Giovedì la campagna di Trump ha immediatamente avviato una raccolta di fondi dopo l'incriminazione. In un'e-mail ai sostenitori, Trump ha dichiarato: “Vi prego di dare un contributo per stare pacificamente con me oggi e dimostrare che non cederete MAI il nostro Paese alla sinistra radicale, con un impatto del 1.500%”.
Le reazioni della politica, da parte dei Repubblicani, sono quasi unanimi: il partito ha messo da parte le rivalità interne e si stringe attorno all’ex presidente. Così Kevin McCarthy, presidente della Camera: “Oggi è davvero un giorno buio per gli Stati Uniti d'America. È inconcepibile che un Presidente metta sotto accusa il principale candidato che gli si oppone. Joe Biden ha conservato documenti riservati per decenni. Io, e tutti gli americani che credono nello Stato di diritto, siamo al fianco del Presidente Trump contro questa grave ingiustizia. I Repubblicani della Camera chiederanno conto di questo sfacciato uso strumentale del potere”. “Questo è un affronto a tutti i cittadini: non possiamo trasformarci in una repubblica delle banane dove il partito al potere usa la forza della polizia per arrestare i suoi avversari politici”, ha dichiarato l’imprenditore Vivek Ramaswamy, candidato repubblicano alle presidenziali del 2024.
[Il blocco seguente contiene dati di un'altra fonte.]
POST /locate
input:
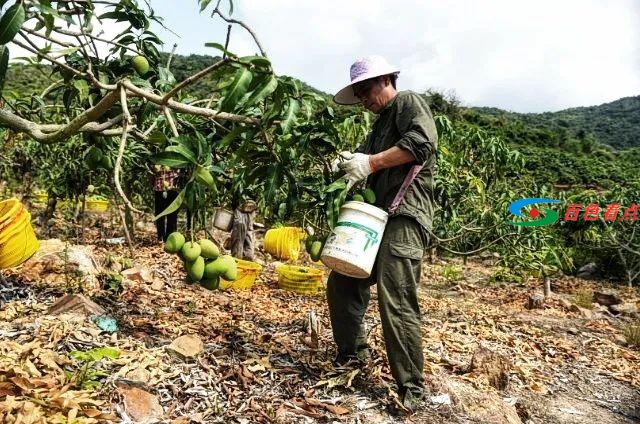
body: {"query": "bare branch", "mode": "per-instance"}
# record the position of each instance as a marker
(45, 57)
(65, 131)
(193, 78)
(172, 124)
(217, 11)
(123, 144)
(185, 108)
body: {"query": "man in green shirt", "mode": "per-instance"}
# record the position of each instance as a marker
(398, 160)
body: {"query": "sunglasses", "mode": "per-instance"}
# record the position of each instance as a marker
(362, 88)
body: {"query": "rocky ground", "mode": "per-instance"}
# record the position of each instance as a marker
(151, 348)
L'ex vicepresidente Mike Pence, che ha appena annunciato l’inizio della sua campagna, nonostante tutti i suoi profondi dissidi con l’ex presidente (soprattutto per l’assalto al Campidoglio) ha difeso Trump apertamente: “Sono rimasto molto turbato la scorsa estate quando, per la prima volta nella storia, è stato eseguito un mandato di perquisizione a casa di un ex presidente degli Stati Uniti”.
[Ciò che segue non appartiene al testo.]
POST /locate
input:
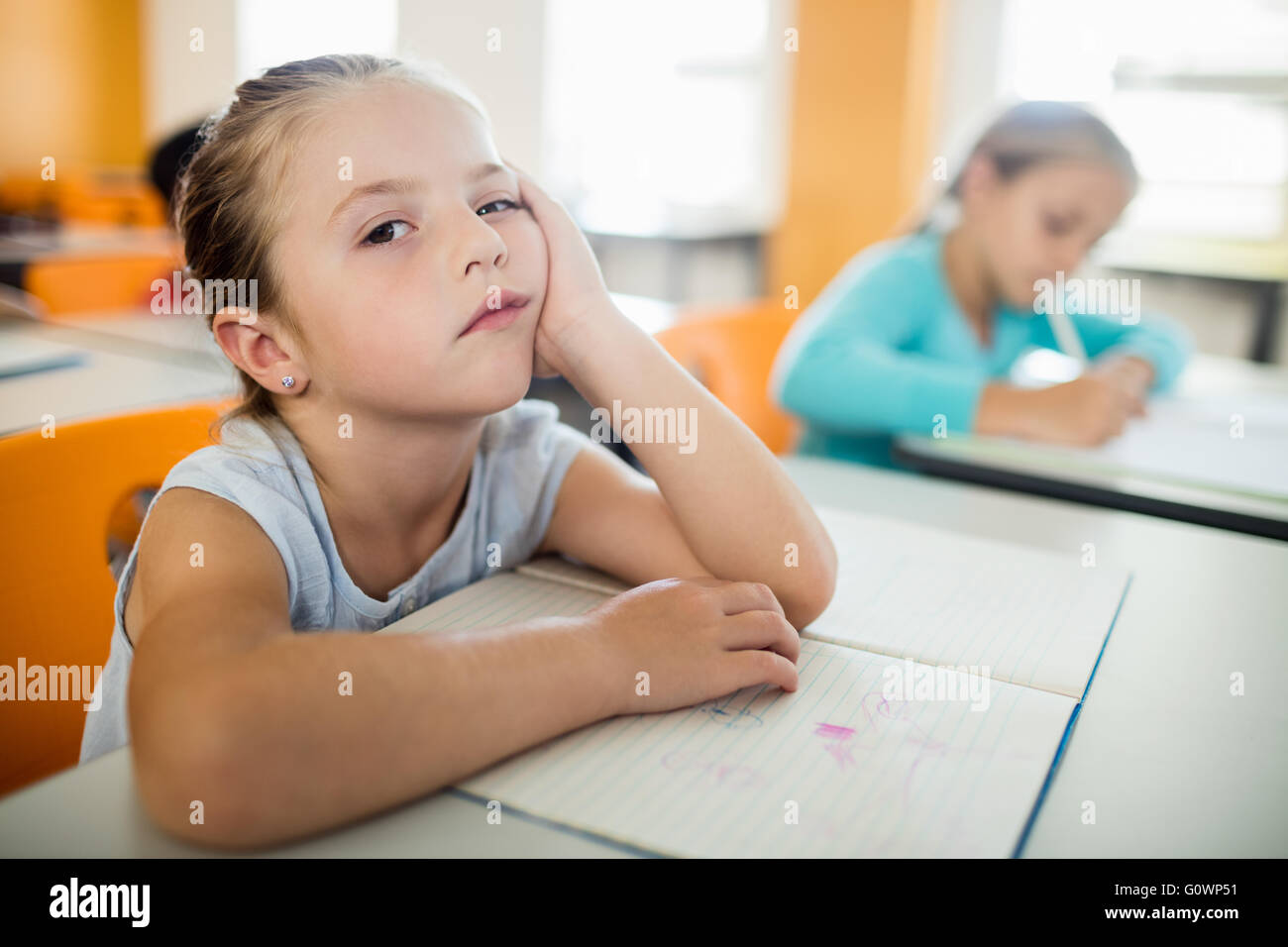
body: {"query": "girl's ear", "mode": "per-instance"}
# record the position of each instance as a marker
(250, 343)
Non tutti la pensano allo stesso modo. Un altro candidato che correrà contro Trump nelle prossime primarie, l’ex governatore del New Jersey, Chris Christie, ha commentato, sull’incriminazione: “È un peso che Donald Trump dovrà portare, se sarà il candidato, alle elezioni generali di novembre, e perché vogliamo correre questo rischio?”. Anche Asa Hutchinson, candidato e governatore dell’Arkansas, ha un atteggiamento simile: “Donald Trump è l'obiettivo di un'indagine criminale in corso. Per questo dovrebbe fare un passo indietro, pensare al bene del Paese prima che alla sua candidatura”.
Ma gli elettori come la prenderanno? Finora la media dei sondaggi nazionali di Real Clear Politics, danno ancora Trump in testa rispetto a qualsiasi altro candidato repubblicano e vincente in una possibile sfida con Biden. È ancora troppo presto per capire quale sia l’impatto di questa ultima incriminazione. Ma nel precedente caso, a New York, l’effetto era stato quello di galvanizzare l’elettorato di destra a favore di Trump. E quello era solo un’incriminazione che riguardava il pagamento a una ex pornostar. Adesso è direttamente il governo federale, cioè Biden, contro Trump. Cosa si può immaginare di ancor più divisivo?